Experten mahnen zum Weltschmerztag an: Kenntnisse der Ärzte in der Schmerztherapie unzureichend

Petra Giegerich Kommunikation und Presse
Johannes Gutenberg-Universität Mainz

    Es ist ein Gesundheitsproblem, das das gesamte Leben des Patienten lahm legen kann. Das Spektrum möglicher Auswirkungen reicht vom Verlust des Arbeitsplatzes (65 % der Betroffenen), über Schlafstörungen (64 %), bis hin zur sozialen Isolierung (25 %) und Depression (20 %). Es geht um den chronischen Schmerz: Wenn Schmerz nicht mehr akut als Warn- und Schutzfunktion für den Körper dient sondern nur dauerhafte Qual ist.

    Der chronische Schmerz ist weit verbreitet. Die Europäische Schmerzstudie aus dem Jahr 2003 deckt die harten Fakten auf: Jeder sechste Erwachsene in Deutschland - das sind 13 Millionen Menschen - hat chronische Schmerzen. Dem gegenüber steht eine unzureichende Versorgungssituation für Schmerzpatienten in Deutschland. Die Zahlen sprechen für sich: Patienten, die mit Rückenschmerzen in eine Schmerzklinik eingewiesen werden, wurden vorher im Schnitt von mehr als sieben Ärzten über einen Zeitraum von durchschnittlich elf Jahren erfolglos behandelt. Bei Migränepatienten sind die Zahlen noch alarmierender: elf Ärzte und 19 Jahre.
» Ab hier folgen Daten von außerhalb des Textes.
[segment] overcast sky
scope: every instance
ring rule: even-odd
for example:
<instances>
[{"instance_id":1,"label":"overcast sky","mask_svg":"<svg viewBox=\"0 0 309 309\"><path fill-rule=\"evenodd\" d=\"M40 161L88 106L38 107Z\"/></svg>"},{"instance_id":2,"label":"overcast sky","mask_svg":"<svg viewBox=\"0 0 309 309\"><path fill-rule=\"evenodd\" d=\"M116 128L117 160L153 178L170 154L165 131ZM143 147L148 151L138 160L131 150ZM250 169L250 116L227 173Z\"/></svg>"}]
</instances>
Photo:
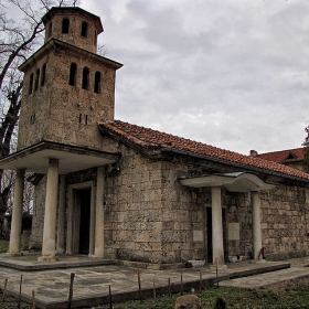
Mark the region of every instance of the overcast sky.
<instances>
[{"instance_id":1,"label":"overcast sky","mask_svg":"<svg viewBox=\"0 0 309 309\"><path fill-rule=\"evenodd\" d=\"M248 154L301 147L308 0L82 0L117 71L116 119Z\"/></svg>"}]
</instances>

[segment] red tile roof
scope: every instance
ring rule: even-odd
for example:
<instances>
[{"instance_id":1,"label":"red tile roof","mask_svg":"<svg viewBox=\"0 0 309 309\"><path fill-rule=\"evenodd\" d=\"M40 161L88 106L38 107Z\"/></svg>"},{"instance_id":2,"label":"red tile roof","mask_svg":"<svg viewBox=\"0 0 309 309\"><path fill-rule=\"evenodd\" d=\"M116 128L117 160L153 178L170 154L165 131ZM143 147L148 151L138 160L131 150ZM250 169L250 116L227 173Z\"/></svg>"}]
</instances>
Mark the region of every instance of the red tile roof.
<instances>
[{"instance_id":1,"label":"red tile roof","mask_svg":"<svg viewBox=\"0 0 309 309\"><path fill-rule=\"evenodd\" d=\"M131 125L120 120L99 124L102 131L142 149L174 149L188 152L187 154L203 156L225 163L236 163L243 168L254 168L263 171L277 172L286 177L309 180L309 174L288 166L271 162L259 158L244 156L230 150L216 148L206 143L196 142L178 136L160 132L145 127Z\"/></svg>"},{"instance_id":2,"label":"red tile roof","mask_svg":"<svg viewBox=\"0 0 309 309\"><path fill-rule=\"evenodd\" d=\"M281 151L258 153L257 158L277 163L297 162L303 160L303 148L287 149Z\"/></svg>"}]
</instances>

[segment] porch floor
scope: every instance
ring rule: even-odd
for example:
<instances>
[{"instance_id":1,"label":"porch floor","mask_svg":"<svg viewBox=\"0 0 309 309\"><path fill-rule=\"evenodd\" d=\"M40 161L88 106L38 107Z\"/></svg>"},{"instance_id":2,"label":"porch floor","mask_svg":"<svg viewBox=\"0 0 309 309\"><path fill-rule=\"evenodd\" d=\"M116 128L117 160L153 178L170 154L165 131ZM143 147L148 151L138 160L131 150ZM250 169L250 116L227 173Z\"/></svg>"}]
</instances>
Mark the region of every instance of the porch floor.
<instances>
[{"instance_id":1,"label":"porch floor","mask_svg":"<svg viewBox=\"0 0 309 309\"><path fill-rule=\"evenodd\" d=\"M0 254L0 287L8 278L7 294L19 296L22 275L21 298L31 302L35 291L36 308L67 308L70 277L75 274L72 308L108 303L109 286L113 301L139 299L138 271L134 267L116 265L114 260L94 259L87 256L62 256L58 262L39 263L39 254L11 257ZM13 268L12 266L15 265ZM210 265L202 268L152 270L140 269L141 297L152 297L153 281L157 295L184 291L194 288L220 286L258 288L274 283L309 276L309 257L286 262L252 264L248 260L228 263L227 269L216 273ZM44 266L42 268L42 266ZM41 267L41 268L40 268ZM267 273L267 274L266 274ZM183 285L181 286L181 277Z\"/></svg>"}]
</instances>

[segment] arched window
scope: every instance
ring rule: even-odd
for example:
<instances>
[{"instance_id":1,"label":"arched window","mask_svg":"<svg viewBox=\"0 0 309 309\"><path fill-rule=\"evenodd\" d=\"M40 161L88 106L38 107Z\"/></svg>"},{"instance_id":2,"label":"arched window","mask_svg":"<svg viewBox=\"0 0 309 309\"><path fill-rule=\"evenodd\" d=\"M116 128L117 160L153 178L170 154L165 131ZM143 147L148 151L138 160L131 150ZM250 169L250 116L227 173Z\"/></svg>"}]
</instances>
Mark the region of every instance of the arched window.
<instances>
[{"instance_id":1,"label":"arched window","mask_svg":"<svg viewBox=\"0 0 309 309\"><path fill-rule=\"evenodd\" d=\"M84 67L83 70L83 83L82 83L82 88L83 89L88 89L89 85L89 68Z\"/></svg>"},{"instance_id":2,"label":"arched window","mask_svg":"<svg viewBox=\"0 0 309 309\"><path fill-rule=\"evenodd\" d=\"M62 21L62 33L68 33L70 29L70 20L68 19L63 19Z\"/></svg>"},{"instance_id":3,"label":"arched window","mask_svg":"<svg viewBox=\"0 0 309 309\"><path fill-rule=\"evenodd\" d=\"M97 32L96 31L95 31L94 43L95 43L95 46L96 46L96 44L97 44Z\"/></svg>"},{"instance_id":4,"label":"arched window","mask_svg":"<svg viewBox=\"0 0 309 309\"><path fill-rule=\"evenodd\" d=\"M49 24L47 38L50 38L50 36L52 35L52 32L53 32L53 23L50 22L50 24Z\"/></svg>"},{"instance_id":5,"label":"arched window","mask_svg":"<svg viewBox=\"0 0 309 309\"><path fill-rule=\"evenodd\" d=\"M39 88L39 81L40 81L40 68L36 70L34 90L38 90L38 88Z\"/></svg>"},{"instance_id":6,"label":"arched window","mask_svg":"<svg viewBox=\"0 0 309 309\"><path fill-rule=\"evenodd\" d=\"M33 88L33 73L30 74L30 82L29 82L29 94L32 94Z\"/></svg>"},{"instance_id":7,"label":"arched window","mask_svg":"<svg viewBox=\"0 0 309 309\"><path fill-rule=\"evenodd\" d=\"M99 94L100 93L100 73L96 72L95 74L95 93Z\"/></svg>"},{"instance_id":8,"label":"arched window","mask_svg":"<svg viewBox=\"0 0 309 309\"><path fill-rule=\"evenodd\" d=\"M88 24L84 21L82 23L82 33L81 33L81 35L83 38L87 38L87 34L88 34Z\"/></svg>"},{"instance_id":9,"label":"arched window","mask_svg":"<svg viewBox=\"0 0 309 309\"><path fill-rule=\"evenodd\" d=\"M72 63L71 67L70 67L68 85L71 85L71 86L76 85L76 73L77 73L77 65L76 65L76 63Z\"/></svg>"},{"instance_id":10,"label":"arched window","mask_svg":"<svg viewBox=\"0 0 309 309\"><path fill-rule=\"evenodd\" d=\"M45 78L46 78L46 64L44 63L42 66L42 74L41 74L41 87L45 85Z\"/></svg>"}]
</instances>

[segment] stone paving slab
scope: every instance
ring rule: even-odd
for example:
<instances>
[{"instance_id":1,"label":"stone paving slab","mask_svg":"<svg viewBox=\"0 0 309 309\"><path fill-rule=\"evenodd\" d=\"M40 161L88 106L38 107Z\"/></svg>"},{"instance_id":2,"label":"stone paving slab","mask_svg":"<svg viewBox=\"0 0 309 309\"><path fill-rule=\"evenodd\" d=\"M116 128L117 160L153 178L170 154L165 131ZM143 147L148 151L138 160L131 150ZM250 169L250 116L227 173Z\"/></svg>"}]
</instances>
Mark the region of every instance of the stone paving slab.
<instances>
[{"instance_id":1,"label":"stone paving slab","mask_svg":"<svg viewBox=\"0 0 309 309\"><path fill-rule=\"evenodd\" d=\"M11 258L14 260L14 258ZM17 258L15 260L21 260ZM31 263L33 257L29 257ZM75 258L66 259L66 267L70 267L70 260ZM84 260L81 257L81 260ZM25 259L23 263L26 264ZM64 263L64 262L61 262ZM74 265L74 263L72 265ZM295 262L294 262L295 263ZM153 279L156 284L157 295L169 292L169 280L171 292L183 290L190 290L191 288L199 289L200 280L202 280L203 287L212 286L216 281L226 283L230 278L237 278L241 276L252 276L262 274L264 271L277 270L268 273L260 277L260 283L270 283L270 277L274 280L281 280L283 278L289 278L289 276L297 276L309 259L298 263L298 269L289 269L290 263L281 262L266 262L264 264L251 264L249 262L242 262L235 264L227 264L227 269L219 270L216 278L215 270L210 269L210 265L203 268L182 268L182 269L166 269L166 270L152 270L152 269L140 269L141 278L141 297L151 297L153 295ZM35 264L35 263L34 263ZM36 263L38 264L38 263ZM278 270L286 268L285 270ZM305 267L306 268L306 267ZM306 268L306 271L309 268ZM9 267L0 267L0 288L3 287L4 279L8 278L8 294L18 296L20 288L20 279L22 275L22 299L31 302L32 290L35 291L35 299L38 308L67 308L68 287L71 273L75 274L74 280L74 296L72 308L82 306L96 306L99 303L107 303L109 300L109 286L111 288L113 301L124 301L128 299L139 299L138 289L138 274L137 268L122 267L118 265L100 265L100 266L88 266L88 267L71 267L71 268L55 268L55 269L36 269L32 271L25 271L20 269L12 269ZM281 278L279 276L281 273ZM288 271L288 273L284 273ZM288 275L290 274L290 275ZM254 276L259 278L258 276ZM181 285L182 277L182 285ZM257 286L257 279L251 279L253 277L244 277L236 280L235 283L247 283L244 284L246 287ZM227 283L234 283L228 280ZM236 284L235 284L236 285Z\"/></svg>"},{"instance_id":2,"label":"stone paving slab","mask_svg":"<svg viewBox=\"0 0 309 309\"><path fill-rule=\"evenodd\" d=\"M301 277L309 277L308 267L291 267L288 269L273 271L271 274L267 273L245 278L224 280L220 283L220 286L254 289Z\"/></svg>"}]
</instances>

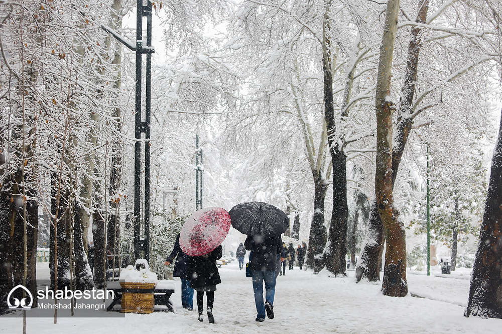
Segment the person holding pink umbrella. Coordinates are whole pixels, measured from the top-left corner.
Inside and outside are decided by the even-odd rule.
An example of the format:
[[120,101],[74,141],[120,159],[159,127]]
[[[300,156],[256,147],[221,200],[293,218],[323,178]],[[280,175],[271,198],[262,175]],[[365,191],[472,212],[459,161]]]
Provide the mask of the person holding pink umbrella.
[[206,292],[207,303],[207,319],[209,323],[214,322],[213,305],[216,285],[221,282],[216,260],[221,258],[223,247],[220,245],[208,254],[200,256],[190,256],[188,259],[190,285],[197,291],[197,308],[199,321],[204,321],[204,292]]
[[187,273],[190,286],[197,291],[199,321],[204,321],[204,292],[207,301],[207,318],[214,322],[213,305],[216,285],[221,282],[216,260],[221,258],[221,244],[230,229],[230,215],[221,208],[206,208],[187,218],[180,232],[180,247],[189,255]]

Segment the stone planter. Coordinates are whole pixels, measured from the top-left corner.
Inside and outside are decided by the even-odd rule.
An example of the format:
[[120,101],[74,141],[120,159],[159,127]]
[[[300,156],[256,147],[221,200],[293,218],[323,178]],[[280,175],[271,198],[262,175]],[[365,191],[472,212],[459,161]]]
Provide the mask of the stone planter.
[[[155,304],[155,283],[120,282],[123,289],[120,306],[125,313],[152,313]],[[144,290],[144,292],[142,291]]]

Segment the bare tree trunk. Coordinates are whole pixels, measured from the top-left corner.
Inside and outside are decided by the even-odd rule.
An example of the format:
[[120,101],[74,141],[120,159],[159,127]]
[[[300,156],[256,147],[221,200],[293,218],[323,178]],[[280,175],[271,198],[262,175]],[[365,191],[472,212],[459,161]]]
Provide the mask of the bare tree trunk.
[[92,280],[92,272],[89,265],[87,255],[84,248],[80,225],[81,209],[75,203],[73,217],[73,252],[75,259],[75,276],[76,278],[76,288],[78,290],[90,290],[94,286]]
[[327,238],[326,227],[324,226],[324,198],[328,185],[326,180],[320,176],[318,178],[315,185],[314,216],[310,225],[306,264],[308,268],[313,269],[314,272],[319,272],[324,267],[321,257]]
[[376,161],[375,194],[377,207],[385,230],[387,249],[382,292],[385,295],[404,297],[406,282],[406,240],[404,225],[399,219],[392,191],[392,113],[390,98],[391,70],[397,30],[399,0],[387,3],[384,36],[376,82]]
[[[329,132],[328,133],[329,138]],[[330,147],[334,145],[335,143],[330,143]],[[332,151],[336,152],[334,153]],[[326,268],[331,272],[335,275],[339,274],[346,276],[345,254],[347,253],[347,220],[348,217],[346,158],[343,150],[339,151],[334,148],[332,149],[331,159],[333,163],[333,210],[328,242],[323,257]]]
[[[324,84],[324,119],[326,120],[328,147],[331,155],[333,168],[333,210],[329,225],[327,243],[323,254],[323,264],[336,275],[345,275],[345,257],[347,252],[346,157],[343,145],[337,144],[336,136],[335,111],[333,100],[333,74],[329,16],[330,4],[326,6],[323,24],[322,68]],[[350,92],[348,93],[350,95]],[[318,268],[319,271],[322,268]]]
[[[460,219],[460,212],[458,210],[458,198],[455,199],[455,217],[457,221],[459,221]],[[454,271],[457,267],[457,248],[458,247],[458,240],[457,238],[458,237],[458,230],[457,228],[458,226],[456,222],[453,224],[453,233],[451,236],[451,270]]]
[[[416,22],[425,23],[429,9],[429,0],[419,0],[418,9]],[[400,104],[401,107],[398,115],[398,123],[394,140],[397,145],[392,148],[393,188],[398,174],[399,163],[413,124],[412,104],[415,96],[419,56],[422,45],[420,35],[421,30],[421,28],[418,27],[412,29],[408,45],[406,75],[401,90],[402,100]],[[380,267],[380,259],[382,258],[385,240],[383,237],[384,227],[381,225],[380,218],[373,214],[374,209],[372,205],[368,233],[364,243],[365,246],[361,250],[360,259],[357,264],[358,268],[356,269],[356,279],[358,282],[362,278],[366,278],[369,281],[380,280],[379,273]],[[378,261],[378,263],[370,263],[367,262],[375,260]]]
[[106,240],[104,237],[104,220],[99,212],[101,209],[99,204],[100,200],[97,198],[98,196],[96,193],[95,211],[92,214],[92,239],[94,240],[94,281],[96,287],[101,289],[103,287],[105,278],[104,247]]
[[502,120],[464,315],[502,319]]
[[355,268],[356,265],[355,248],[357,243],[356,234],[360,214],[362,215],[362,219],[364,222],[367,222],[368,217],[369,216],[369,206],[368,204],[367,196],[359,190],[356,190],[354,195],[355,197],[355,213],[354,214],[354,221],[351,226],[350,233],[347,237],[347,247],[350,253],[351,268]]
[[291,237],[300,240],[300,214],[298,212],[295,214],[295,221],[293,223]]
[[[64,290],[65,287],[68,287],[68,288],[70,287],[69,277],[71,251],[70,244],[72,236],[70,232],[69,224],[71,223],[71,218],[69,215],[69,203],[68,201],[70,194],[67,189],[64,189],[64,186],[62,186],[61,195],[59,199],[59,207],[58,206],[58,199],[56,197],[58,193],[58,182],[59,181],[57,181],[57,179],[60,177],[59,175],[53,175],[51,177],[53,183],[51,196],[51,214],[53,217],[56,217],[56,220],[51,224],[49,267],[51,272],[51,287],[55,289],[56,286],[55,247],[57,242],[57,288]],[[57,227],[55,229],[57,236],[55,236],[55,224],[56,223]]]
[[356,282],[363,278],[369,282],[380,280],[380,266],[385,242],[384,224],[376,208],[376,200],[373,199],[369,209],[368,231],[355,268]]

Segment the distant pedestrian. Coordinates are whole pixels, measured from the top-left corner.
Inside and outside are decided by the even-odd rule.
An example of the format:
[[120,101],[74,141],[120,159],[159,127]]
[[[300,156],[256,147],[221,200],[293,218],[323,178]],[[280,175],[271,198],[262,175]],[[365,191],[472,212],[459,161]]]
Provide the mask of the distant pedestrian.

    Die Ursachen sieht Professor Dr. Rolf-Detlef Treede, Vizepräsident der Deutschen Gesellschaft zum Studium des Schmerzes e.V. (DGSS), vor allem darin, dass eine hochqualifizierte Schmerztherapie nicht flächendeckend verfügbar ist: "Es ist eine Sache der Ausbildung und des Geldes. Die Kenntnisse der behandelnden Ärzte lassen oft zu wünschen übrig. Doch statt die Schmerztherapie in der Ausbildung der Ärzte stärker zu verankern, taucht sie in der seit einem Jahr gültigen Fassung der Approbationsordnung vom 27. Juni 2002 nur noch als fakultativer Prüfungsgegenstand im Anhang auf. Dabei geht fast jede Erkrankung mit Schmerz einher." Und es gibt zu wenig Spezialisten: Den rund 13 Millionen Menschen in Deutschland, die zum Teil ein kompliziertes Krankheitsbild haben das den hochqualifizierten Spezialisten erfordert, stehen kaum mehr als 1.000 Schmerzspezialisten gegenüber.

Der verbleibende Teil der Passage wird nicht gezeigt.